Saturday, 23 March 2013

What we can do to clean up our act

Will you clear your own food tray at the foodcourt? There's a limit to raising productivity to lower the demand for foreign workers. It would be far more efficient - and quicker - if we Singaporeans learn to do more tasks ourselves.
By Ivan Png, Published The Straits Times, 22 Mar 2013

SINCE Finance Minister Tharman Shanmugaratnam announced the Government's 2013 Budget, Singaporeans have engaged in an intense debate about productivity and our stubborn reliance on foreign workers.

Businesses have been exhorted to automate, using machines and information technology (IT) to help workers do more in the same time. Even more has been said about foreign worker quotas, dependency ratios, and levies.

However, the discussion seems to have mostly overlooked the role of Singaporeans in reducing the need for foreign workers.

One way is for Singaporeans to perform the work, such as construction and cleaning, that we supposedly refuse, but which people in Australia, Hong Kong, South Korea, Japan and New Zealand - with no easy supply of cheap foreign workers - all do. But, I'll leave that discussion for another day.

The other way to reduce the need for foreign workers is to change our habits and choices.

Let me elaborate in the context of two lines of work - gardening and cleaning.

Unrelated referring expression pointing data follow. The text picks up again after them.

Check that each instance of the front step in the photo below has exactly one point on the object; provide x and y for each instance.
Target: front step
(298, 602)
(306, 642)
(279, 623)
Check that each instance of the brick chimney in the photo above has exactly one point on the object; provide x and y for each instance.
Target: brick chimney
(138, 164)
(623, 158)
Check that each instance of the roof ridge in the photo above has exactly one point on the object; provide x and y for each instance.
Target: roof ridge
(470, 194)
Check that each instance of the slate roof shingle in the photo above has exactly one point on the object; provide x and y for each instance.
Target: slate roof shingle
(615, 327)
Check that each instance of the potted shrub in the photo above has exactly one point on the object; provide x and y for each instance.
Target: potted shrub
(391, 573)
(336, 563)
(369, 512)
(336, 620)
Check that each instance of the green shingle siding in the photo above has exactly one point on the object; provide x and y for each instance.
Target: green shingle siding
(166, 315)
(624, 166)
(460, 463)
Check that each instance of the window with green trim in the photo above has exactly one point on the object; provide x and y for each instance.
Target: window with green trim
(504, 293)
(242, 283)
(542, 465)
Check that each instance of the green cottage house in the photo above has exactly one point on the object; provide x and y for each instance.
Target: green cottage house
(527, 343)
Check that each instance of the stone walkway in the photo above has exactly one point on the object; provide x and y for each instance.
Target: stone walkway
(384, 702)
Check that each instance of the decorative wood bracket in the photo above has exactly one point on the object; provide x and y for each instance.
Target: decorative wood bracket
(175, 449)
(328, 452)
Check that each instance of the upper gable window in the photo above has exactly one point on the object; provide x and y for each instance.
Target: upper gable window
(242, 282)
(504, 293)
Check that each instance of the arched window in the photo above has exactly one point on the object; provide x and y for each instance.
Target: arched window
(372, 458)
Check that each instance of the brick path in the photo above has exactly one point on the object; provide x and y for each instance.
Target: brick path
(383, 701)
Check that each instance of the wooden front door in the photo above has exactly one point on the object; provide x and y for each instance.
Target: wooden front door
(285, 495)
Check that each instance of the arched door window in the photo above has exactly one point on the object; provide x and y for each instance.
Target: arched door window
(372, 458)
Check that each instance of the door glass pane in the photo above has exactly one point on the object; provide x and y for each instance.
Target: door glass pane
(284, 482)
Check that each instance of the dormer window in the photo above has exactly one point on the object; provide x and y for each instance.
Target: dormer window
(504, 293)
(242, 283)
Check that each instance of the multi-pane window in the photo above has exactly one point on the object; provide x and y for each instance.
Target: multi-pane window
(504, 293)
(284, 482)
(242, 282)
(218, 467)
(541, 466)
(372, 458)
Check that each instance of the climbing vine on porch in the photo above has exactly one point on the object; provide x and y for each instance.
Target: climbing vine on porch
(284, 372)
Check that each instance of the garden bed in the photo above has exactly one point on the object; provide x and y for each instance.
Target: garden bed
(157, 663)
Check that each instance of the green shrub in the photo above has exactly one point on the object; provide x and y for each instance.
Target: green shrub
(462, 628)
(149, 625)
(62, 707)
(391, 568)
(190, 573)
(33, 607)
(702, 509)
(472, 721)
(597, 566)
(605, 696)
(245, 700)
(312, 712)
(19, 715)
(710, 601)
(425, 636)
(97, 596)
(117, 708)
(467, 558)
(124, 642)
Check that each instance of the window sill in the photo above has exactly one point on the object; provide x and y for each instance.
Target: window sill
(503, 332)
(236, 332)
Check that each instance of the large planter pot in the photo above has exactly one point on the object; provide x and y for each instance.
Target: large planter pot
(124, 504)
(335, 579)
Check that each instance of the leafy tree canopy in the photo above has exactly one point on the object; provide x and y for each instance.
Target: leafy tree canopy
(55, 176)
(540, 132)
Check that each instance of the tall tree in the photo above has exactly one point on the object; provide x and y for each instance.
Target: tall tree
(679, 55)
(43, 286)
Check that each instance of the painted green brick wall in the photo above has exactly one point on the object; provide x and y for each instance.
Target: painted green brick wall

The greenery throughout our island distinguishes Singapore from many other cities, and helps to make our homeland very liveable.

However, our Garden City depends on a small army of foreign workers to maintain trees, trim bushes, cut grass. All those trees, bushes and grass add up to a huge amount of maintenance work.

What to do? In the future, landscape architecture should emphasise design for maintenance.

Among the 10 trees featured on the National Parks Board website, only one, the Saga, is described as "low-maintenance".

Evidently, trees differ in the need for maintenance. If we gradually shift towards planting low-maintenance trees, over the long term, we will still reap a reward in shade, heat absorption, and oxygenation, but at a lower cost in dollars and foreign workers.

Is it really necessary to clear large areas and slopes, and plant them with grass?

Wouldn't it be equally green and much less costly to leave areas to grow wild?

If slopes have to be planted at all, can we use creepers or other plants that do not require frequent cutting?

From any viewpoint - aesthetic, climatic, or health - we do not need to make every open area look like a golf course with a manicured flat green.

Historically, another of our international distinctions was being one of the world's cleanest cities - due to good behaviour, inculcated through repeated government publicity campaigns.

However, in recent years, littering has returned (with a vengeance) and the dirty secret of our apparent cleanliness is another army of foreign workers, cleaning corridors, roads, foodcourts, everywhere.

Reducing the need for foreign cleaners will be challenging.

We must make cleanliness everyone's responsibility, not just the responsibility of cleaners.

The recent initiative for us to clear our own tables at foodcourts is a good start.

Indeed, the Government should bring back "Keep Singapore Clean" campaigns to instill the anti-littering message. Such campaigns may seem paternalistic and inconsistent with being a "world class" city, but, I feel that it is even worse to be Third World in mentality and pretend that we are First World.

An easier move is at the workplace. A cleaner comes twice a day to clear my bin. Obviously, that is not necessary, and the university has surveyed faculty members to ask how frequently we would like the cleaning service. Some of my colleagues chose once a week!

With the number of foreign work permit holders (other than in construction and domestic work) having ballooned by 55,000 from 394,000 to 449,000 in just five years between 2007 and 2012, the problem is evident.

Of course, to some extent, it is possible to increase the productivity of gardeners and cleaners through automation and IT.

But automation and IT go only so far - unless robots become so clever that they can cut grass on slopes and clear tables. Otherwise, we must all change our behaviour and quickly.

The writer is Lim Kim San Professor at the NUS Business School, and Professor of Economics and Information Systems at the National Universityof Singapore.